Expected duration = 6,756/2,000 = 3.3 days
So, should we run the test for three days?
Why not, if our calculations are telling us that all we need is to run the test for three days?
It still has a lot to do with statistics. Fundamental to all of our calculations is the assumption that we are using a random sample of visitors to the page we are testing. Without that assumption, the laws of probability will NOT apply.
In A/B testing, I would argue that a representative sample is even more critical for the accuracy of calculations, for determining how long to run a test for and for determining a winner.
For you to get a representative sample and for your data to be accurate, experts recommend that you run your test for a minimum of one to two week.
By doing so, you would have covered all the different days which visitors interact with your website. We know from data that shopping behavior during the weekend is typically different from shopping behavior during weekdays.
We also recommend running the test for a maximum period of four weeks.
But what if your buying cycle is 6 or 8 weeks, wouldn’t be better to run the test to cover the typical buying cycle?
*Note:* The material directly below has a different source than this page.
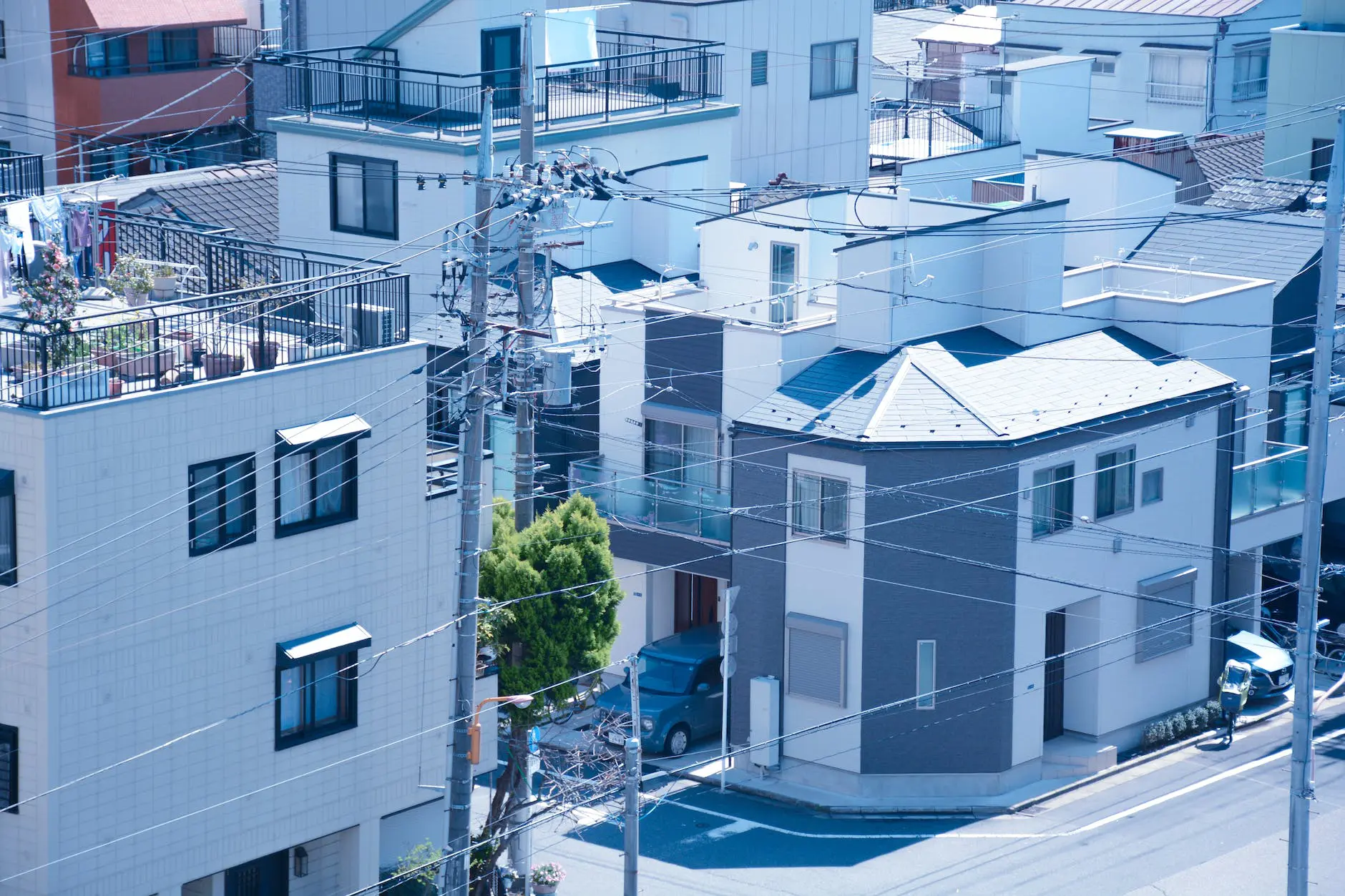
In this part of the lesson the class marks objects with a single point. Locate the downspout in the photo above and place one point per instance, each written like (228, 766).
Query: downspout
(1213, 69)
Some in the industry argued for that. And I can understand the rational to some extent. But you should remember that at any point, for any period, there will always be visitors at different stages in the buying funnel.
We do not run tests in a controlled environment. As you are conducting AB experiments, there is a chance for external and internal factors to pollute your testing data. We try to limit the possibility of data pollution by limiting the time we run a test to four weeks.
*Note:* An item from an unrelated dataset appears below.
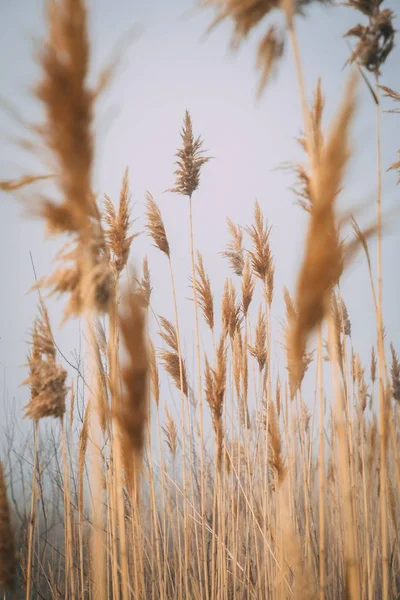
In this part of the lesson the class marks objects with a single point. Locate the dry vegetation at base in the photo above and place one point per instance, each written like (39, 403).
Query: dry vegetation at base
(288, 501)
Confidence intervals & standard error
When conducting an AB test, we typically take a look at the conversion rate for each of the variations (as well as the original). However, we know that conversion rates fluctuate up and down. Confidence interval helps us calculate that range of values a variation conversion rate will be in at a specific confidence interval.
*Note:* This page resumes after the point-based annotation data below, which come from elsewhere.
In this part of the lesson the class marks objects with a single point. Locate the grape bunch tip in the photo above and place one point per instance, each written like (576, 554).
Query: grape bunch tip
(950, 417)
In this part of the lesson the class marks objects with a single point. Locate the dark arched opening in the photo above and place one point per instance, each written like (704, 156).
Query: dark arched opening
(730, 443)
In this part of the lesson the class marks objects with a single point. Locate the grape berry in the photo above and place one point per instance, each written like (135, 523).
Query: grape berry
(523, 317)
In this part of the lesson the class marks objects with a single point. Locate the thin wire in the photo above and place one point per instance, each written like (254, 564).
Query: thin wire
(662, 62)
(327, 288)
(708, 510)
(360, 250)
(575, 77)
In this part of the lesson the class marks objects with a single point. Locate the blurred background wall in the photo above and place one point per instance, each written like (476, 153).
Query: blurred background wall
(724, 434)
A 95% confidence level means that we 95% confidence in the method for generating the interval, which produces a range of plausible values. It is NOT a probability of a correct value being in that range.
The confidence interval is a range of values that is likely to contain the actual effect of the variant on the conversion rate of the control. A 95% confidence interval is an interval that has 95% probability of containing the actual conversion rate.
If you repeat your AB test multiple times, you will notice that the conversion rate for different variations will vary. We use “standard error” to calculate the range of possible conversion values for a particular variation. The standard error is used to calculate the deviation in conversion rates for a specific variation if we repeat the experiment multiple times.
For a given conversion rate (CR) and a number of trials (n), the standard error is calculated as:
Standard Error (SE) = Square root of (CR * (1-CR) / n)
At a 95% confidence, we can calculate the range of conversion rates for a particular variation as follows: CR% ± Z * SE
Where the value of Z is dependent on the confidence interval as follows:
At a 95% confidence interview, we can calculate the range of conversion rates for a particular variation as follows:
CR% ± 1.96 * SE
Let’s take the previous example:
Standard Error (SE) = Square root of (20% * (1-20%) / 1000) = 0.012649111
Range of values for original = 20% ± 1.96 * 0.012649111 = 22.47% to 17.52%
Range of values for V1 = 40% ± 1.96 * 0.012649111 = 42.47% to 37.52%
There is a lot of focus on statistical significance in A/B testing. However, achieving statistical significance should never be the only factor in deciding whether you should stop an experiment or not. You should look at the length of time your test ran for, confidence intervals and statistical power.